U moet de voor-en achternaam (of de naam van het onderdeel of andere gegevens) van elkaar scheiden in afzonderlijke kolommen. Een nieuwe Excel 2013 functie genaamd snel aanvullen kunt u helpen.
Voer de eerste naam of andere waarde in de kolom naast uw gegevens in en druk op ENTER.
Begin met het typen van de volgende naam. Met snel aanvullen wordt een lijst met voorgestelde namen weergegeven.

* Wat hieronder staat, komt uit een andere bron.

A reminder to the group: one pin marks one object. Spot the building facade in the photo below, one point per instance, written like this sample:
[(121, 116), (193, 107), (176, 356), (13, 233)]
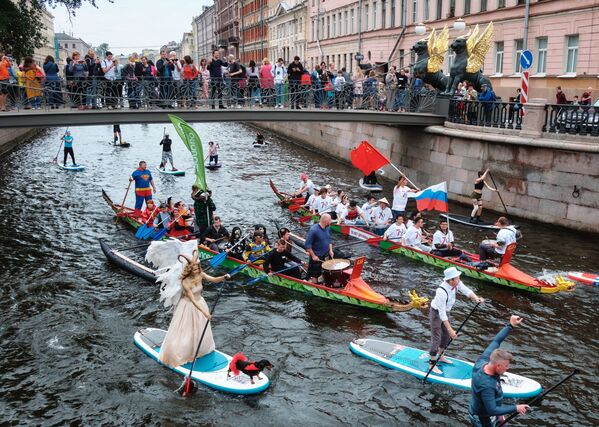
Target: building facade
[(202, 27), (560, 34), (287, 25), (226, 26), (254, 30)]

Als het er goed uitziet, druk dan op ENTER om de lijst te accepteren.
Tip: Druk op ESC als u wilt doorgaan met typen zonder voorgestelde namen te gebruiken.
Voer nu een achternaam in de volgende kolom in en druk op ENTER.
Begin met het typen van de volgende naam, druk op ENTER en u bent klaar.
Hoofdlettergebruik
Snel aanvullen is hoofdlettergevoelig. Als u een achternaam in kleine letters typt, volgen de achternaam bijvoorbeeld de laatste namen.
Als het resultaat u niet bevalt, drukt u gewoon op ESC en gaat u verder met typen zonder suggesties te gebruiken.
U kunt ook hoofdlettergevoeligheid voor u maken en met snel aanvullenhet hoofdlettergebruik van tekst wijzigen.
Omgaan met tweede namen
Als uw gegevens te laat lopen met een tweede voor letters of namen (waarbij elke naam een naam heeft), werkt snel aanvullen op dezelfde manier, maar volgt u de stappen drie keer in plaats van twee keer.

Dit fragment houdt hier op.